Al no imponer una creencia, es posible proponer como troncal esta asignatura. Diversas mentalidades exploran en común la convergencia en un mínimo de valores de cara al futuro de la humanidad, de la vida y del planeta.

En el caso de las optativas, los presupuestos y el método son distintos. He tenido dado, como optativo, un curso sobre teología de la liberación y otro de lectura del evangelio según Marcos. De doscientos alumnos y alumnas, no más de diez eran creyentes. El enfoque no era catequético, sino académico. Habría sido impensable enseñar tales materias en un curso obligatorio. Al ser libremente elegidas, se presupone interés por el tema, independientemente de las propias convicciones.

Tuve una experiencia parecida, al enseñar ética en bachillerato en el colegio de los jesuitas de Ofuna. La ética de la ciudadanía, durante todos los años de educación primaria y secundaria, es asignatura obligatoria, según la orientación del Ministerio de Educación. Abarca desde urbanidad y civismo en los primeros cursos, pasando por formación del carácter y vida social, hasta los temas de relaciones internacionales, derechos humanos o cuidado del medio ambiente; incluye, al final del bachillerato, historia del pensamiento y del hecho religioso.

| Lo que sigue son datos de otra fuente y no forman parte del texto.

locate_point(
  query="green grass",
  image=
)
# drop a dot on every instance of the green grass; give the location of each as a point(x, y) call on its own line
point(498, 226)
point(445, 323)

En esa clase, sin adoctrinar ni imponer, tuve que tratar con mi alumnado sobre Sócrates, Platón y Arístóteles, sobre Buda, Confucio y Jesús. Tuve también otra experiencia pedagógica extracurricular. Se reunía un grupo de alumnos, con carácter libre y en competencia con actividades de club o deportivas a la misma hora, para participar en sesiones de Biblia. El ambiente era distinto del marco académico de las clases.

Estas experiencias hacen ver la diferencia entre la ética cívica como troncal, en una sociedad plural y secular, y la propuesta optativa de una religión. Al moverse en doble clave alternativamente, de laicidad y de creencias, nos capàcitamos para dialogar en la sociedad pluralista.

He hablado de Japón. Pero se detectará entre líneas mi preocupación ante la estrechez con que se plantean y debaten en nuestro país la ética de la ciudadanía y la enseñanza de la religión desde posturas extremistas, tanto por parte de instancias eclesiásticas que la consideran inconstitucional, como por parte de quienes desearían aperovecharla para adoctrinar.

Lectoras y lectores conspicuos, al oírme hablar de Japón, recordarán el refrán: “díselo en voz alta al yerno, para que lo entienda la suegra”. ¿No necesitaremos un poco de aire fresco venido de otras latitudes para ensanchar los horizontes y flexibilizar las sensibilidades religiosas o políticas, condicionadas por las tradiciones extremistas e inquisitoriales de nuestro país?

(Publicado en Vida Nueva en octubre de 2006).